Pelvic and abdominal spread

CT is the most useful imaging modality for demonstrating macroscopic recurrence, and can spare patients a second-look laparotomy. A variety of manifestations can be seen with CT, each of which can have a spectrum of appearances including ascites, peritoneal seeding, and visceral and nodal metastases (Forstner 2007). Ultrasound may also be used to detect ascites and liver metastases. MRI should be performed in women with questionable macroscopic recurrent tumour and negative CT examination (Figure 5.25), although neither modality can exclude microscopic disease. Newer whole-body diffusion-weighted MRI measurements are looking extremely promising in identifying peritoneal spread (Kyriazi et al 2009). PET-CT may also prove to be of benefit, although quoted accuracy reflects local expertise at image interpretation: lesion-based sensitivity and accuracy of FDG-PET/CT vs MRI has been recorded as 43% and 86%, and 75% and 94%, respectively (P < 0.05) (Kim et al 2007), indicating that FDG-PET/CT is not as useful as MRI for detecting local pelvic recurrence and peritoneal lesions in ovarian cancer recurrence. In contrast, in a recent meta-analysis of 34 studies comparing CA125, PET alone, PET-CT, CT and MRI, PET-CT had the highest pooled sensitivity (0.91, 95% confidence interval 0.88–0.94). The area under the curve (AUC) was 0.9219, 0.9297, 0.9555, 0.8845 and 0.7955, respectively. Results of pairwise comparison between each modality demonstrated that AUC of PET, whether interpreted with or without the use of CT, was higher than that of CT or MRI (P < 0.05) (Gu et al 2009).

Figure 5.25 Magnetic resonance imaging scans (T₂) of two patients with ovarian cancer.

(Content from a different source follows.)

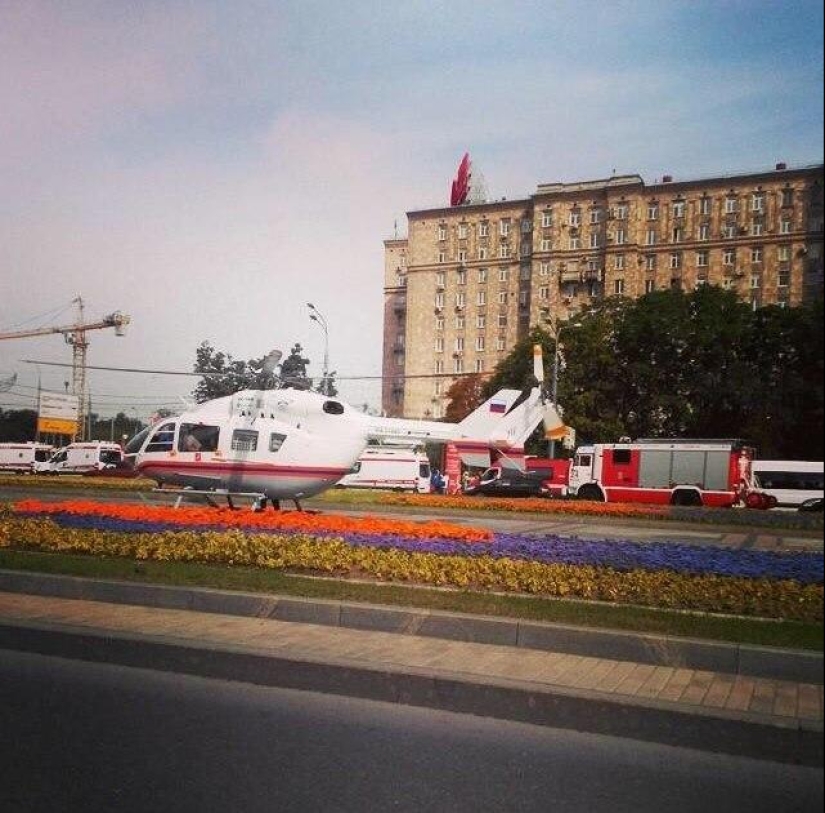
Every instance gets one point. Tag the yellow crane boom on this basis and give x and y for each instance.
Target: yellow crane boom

Sagittal views show a predominantly cystic mass in (A) with a solid component around the rim of the tumour. In (B), the mass is largely solid with a small cystic component.

Immunoscintigraphy of ovarian cancer lesions has been performed mainly with ^99mTc, ¹¹¹In and ¹²³I labelled with HMFG1, HMFG2, OC-125, B72.3, H17E2, OVTL3, MoAb170, Mov18 and other monoclonal antibodies (MoAbs). Improved targeting has resulted in a highly sensitive and specific method. However, it is not yet known which type of MoAb most usefully supplements conventional diagnostic methods in staging or measurement of treatment response (Kalofonos et al 2001).